You don’t need to take my word on this point. Trump himself says it all the time—and loudly. He announces at every turn that he thinks the attorney general’s job is to protect him from the Russia probe and that he wants law enforcement to focus on Clinton. Rosenstein is only on Trump’s radar screen at all because the investigation of potential ties between associates of the Trump campaign and Russia required the attorney general’s recusal, a matter about which Trump also serially complains. The president’s attitude toward federal law enforcement is not just corrupt. It is openly and flamboyantly corrupt. He wants the FBI and the Justice Department to be at his beck and call. He wants them to be expressions of his power and interests.

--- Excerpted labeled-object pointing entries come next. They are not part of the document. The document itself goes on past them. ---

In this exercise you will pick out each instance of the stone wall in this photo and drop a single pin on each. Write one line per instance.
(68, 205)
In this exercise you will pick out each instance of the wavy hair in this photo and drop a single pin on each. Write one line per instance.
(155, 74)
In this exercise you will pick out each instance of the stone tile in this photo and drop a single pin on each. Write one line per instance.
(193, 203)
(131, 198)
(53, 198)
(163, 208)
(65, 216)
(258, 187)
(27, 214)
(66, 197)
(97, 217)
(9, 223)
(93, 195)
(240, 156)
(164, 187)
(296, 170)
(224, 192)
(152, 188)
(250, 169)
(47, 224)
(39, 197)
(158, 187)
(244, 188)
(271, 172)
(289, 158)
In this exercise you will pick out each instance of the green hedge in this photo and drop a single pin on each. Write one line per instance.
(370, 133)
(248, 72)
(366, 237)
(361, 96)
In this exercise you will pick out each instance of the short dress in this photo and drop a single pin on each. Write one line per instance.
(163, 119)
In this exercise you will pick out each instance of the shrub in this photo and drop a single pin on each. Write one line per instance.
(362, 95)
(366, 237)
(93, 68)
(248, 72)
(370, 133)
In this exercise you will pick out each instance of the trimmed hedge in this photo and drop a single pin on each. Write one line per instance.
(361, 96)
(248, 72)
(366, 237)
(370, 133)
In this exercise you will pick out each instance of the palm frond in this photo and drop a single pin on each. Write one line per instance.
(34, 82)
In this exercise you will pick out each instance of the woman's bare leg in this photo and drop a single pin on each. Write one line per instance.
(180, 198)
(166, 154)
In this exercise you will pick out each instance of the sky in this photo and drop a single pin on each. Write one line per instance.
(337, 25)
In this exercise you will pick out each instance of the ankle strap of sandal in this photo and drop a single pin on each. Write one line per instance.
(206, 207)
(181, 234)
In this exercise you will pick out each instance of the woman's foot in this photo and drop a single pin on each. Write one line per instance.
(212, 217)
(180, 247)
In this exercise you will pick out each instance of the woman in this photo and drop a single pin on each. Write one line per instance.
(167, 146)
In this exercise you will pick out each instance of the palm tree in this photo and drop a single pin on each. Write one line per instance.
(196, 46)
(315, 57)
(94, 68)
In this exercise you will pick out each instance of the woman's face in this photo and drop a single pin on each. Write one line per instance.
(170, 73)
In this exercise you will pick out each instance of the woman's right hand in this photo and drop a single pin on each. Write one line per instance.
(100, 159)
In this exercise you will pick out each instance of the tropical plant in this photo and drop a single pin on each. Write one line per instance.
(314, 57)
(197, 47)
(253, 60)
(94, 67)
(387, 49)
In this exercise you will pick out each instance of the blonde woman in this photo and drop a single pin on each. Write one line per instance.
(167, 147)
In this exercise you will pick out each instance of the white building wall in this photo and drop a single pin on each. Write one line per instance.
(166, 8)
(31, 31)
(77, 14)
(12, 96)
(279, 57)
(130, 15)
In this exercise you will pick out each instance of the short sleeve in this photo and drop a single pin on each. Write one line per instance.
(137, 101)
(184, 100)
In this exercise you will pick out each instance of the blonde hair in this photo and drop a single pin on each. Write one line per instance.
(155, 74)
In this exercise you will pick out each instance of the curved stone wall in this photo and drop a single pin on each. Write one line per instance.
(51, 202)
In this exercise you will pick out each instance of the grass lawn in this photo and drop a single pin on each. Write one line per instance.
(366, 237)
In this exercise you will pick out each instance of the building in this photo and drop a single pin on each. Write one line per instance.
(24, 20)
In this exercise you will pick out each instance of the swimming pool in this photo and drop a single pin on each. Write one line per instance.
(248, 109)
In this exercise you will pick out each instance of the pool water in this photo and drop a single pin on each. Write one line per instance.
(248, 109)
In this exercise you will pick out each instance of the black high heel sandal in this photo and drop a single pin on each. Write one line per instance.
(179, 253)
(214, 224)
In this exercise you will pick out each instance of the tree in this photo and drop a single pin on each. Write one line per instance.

That is a notion of federal law enforcement that this country turned decisively away from over a long period of time. The notion of law enforcement as professional, not political, began developing as an aspiration and an ethos even while in practice the FBI was the personal feifdom of J. Edgar Hoover. The modern norms of apolitical conduct and independence on investigative matters, which crystalized in the reforms that followed Watergate and the civil-rights era abuses, reflect not merely the shock of those abuses but decades of learned experience about law enforcement professionalism and how to do investigations well under a rule of law system. The question Trump is posing is whether we want to go back to a more primitive vision of the relationship between the president and the civilians with the power to lock people up.